Bien que des facteurs de risque prédisposent certains individus à développer une tumeur neuroendocrine, la maladie peut s’attaquer à n’importe qui. Les facteurs de risque pour le développement de tumeurs de cette famille sont :

 

  • L’âge : Le phéochromocytome est plus fréquent chez les 40-60 ans. Le carcinome cutané primitif affecte quant à lui principalement les 70 ans et plus.

  • Le sexe : Dans 60 % des cas, le phéochromocytome affecte un homme. Ils sont aussi plus nombreux que les femmes à développer un carcinome cutané primitif.

  • L’ethnicité : Le carcinome cutané primitif touche principalement les Caucasiens.

  • L’hérédité : Environ 10 % des cas de phéochromocytome ont une origine génétique. De plus, deux conditions héréditaires sont à l’origine de tumeurs multiples : la néoplasie endocrinienne multiple de type 1 (NEM1) et celle de type 2 (NEM2). Les individus porteurs de la condition NEM1, ou syndrome de Wermer, ont une chance accrue de développer un cancer neuroendocrinien relié à la glande pituitaire, à la glande parathyroïde ou aux îlots de Langerhans (pancréas). Ceux qui ont hérité de la condition NEM2 ont de plus grandes probabilités que la moyenne de développer un cancer médullaire de la thyroïde et un phéochromocytome entre autres. Le carcinome des glandes surrénales peut également avoir une origine génétique.
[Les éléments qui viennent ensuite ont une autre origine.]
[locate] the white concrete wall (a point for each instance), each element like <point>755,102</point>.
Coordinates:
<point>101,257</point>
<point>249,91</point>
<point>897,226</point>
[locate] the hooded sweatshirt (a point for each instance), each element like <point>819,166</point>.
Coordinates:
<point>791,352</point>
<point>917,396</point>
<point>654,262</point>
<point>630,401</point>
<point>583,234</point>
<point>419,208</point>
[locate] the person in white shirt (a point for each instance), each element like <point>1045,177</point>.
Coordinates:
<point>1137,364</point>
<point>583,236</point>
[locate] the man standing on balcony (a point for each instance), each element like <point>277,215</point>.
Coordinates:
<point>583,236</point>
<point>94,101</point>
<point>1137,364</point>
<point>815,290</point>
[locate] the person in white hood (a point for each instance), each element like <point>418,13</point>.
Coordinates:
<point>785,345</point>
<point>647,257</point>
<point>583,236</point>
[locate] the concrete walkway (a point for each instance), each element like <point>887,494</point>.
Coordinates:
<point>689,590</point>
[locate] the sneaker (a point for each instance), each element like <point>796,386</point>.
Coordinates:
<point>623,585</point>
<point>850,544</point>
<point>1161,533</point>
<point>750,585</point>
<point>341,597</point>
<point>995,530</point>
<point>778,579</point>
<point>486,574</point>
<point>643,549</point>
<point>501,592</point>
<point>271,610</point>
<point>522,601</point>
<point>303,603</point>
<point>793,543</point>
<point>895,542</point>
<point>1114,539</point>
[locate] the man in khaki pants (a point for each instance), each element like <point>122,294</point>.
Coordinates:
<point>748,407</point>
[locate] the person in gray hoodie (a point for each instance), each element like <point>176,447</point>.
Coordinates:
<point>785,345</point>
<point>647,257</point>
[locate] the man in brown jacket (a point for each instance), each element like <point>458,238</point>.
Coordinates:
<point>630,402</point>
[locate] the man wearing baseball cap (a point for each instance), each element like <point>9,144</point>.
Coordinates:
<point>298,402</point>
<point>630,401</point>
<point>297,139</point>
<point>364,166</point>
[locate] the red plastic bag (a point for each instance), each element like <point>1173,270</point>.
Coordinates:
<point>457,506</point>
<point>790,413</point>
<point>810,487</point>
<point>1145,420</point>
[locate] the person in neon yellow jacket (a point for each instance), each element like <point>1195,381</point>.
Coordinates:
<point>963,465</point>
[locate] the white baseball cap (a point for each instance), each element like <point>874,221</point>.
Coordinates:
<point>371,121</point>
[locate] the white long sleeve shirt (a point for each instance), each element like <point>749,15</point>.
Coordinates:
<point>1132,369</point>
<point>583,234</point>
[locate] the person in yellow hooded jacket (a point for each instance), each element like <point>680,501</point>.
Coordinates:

  • La suppression du système immunitaire : Les individus qui ont développé le syndrome d’immunodéficience acquise (SIDA) ou dont le système immunitaire est réduit par des médicaments ont un risque augmenté de développer une tumeur neuroendocrine.

  • L’exposition à l’arsenic : L’exposition à l’arsenic pourrait augmenter les risques de développer un carcinome cutané primitif.

  • L’exposition aux rayons UV : L’exposition aux rayons UV augmente les risques de développer un carcinome cutané primitif.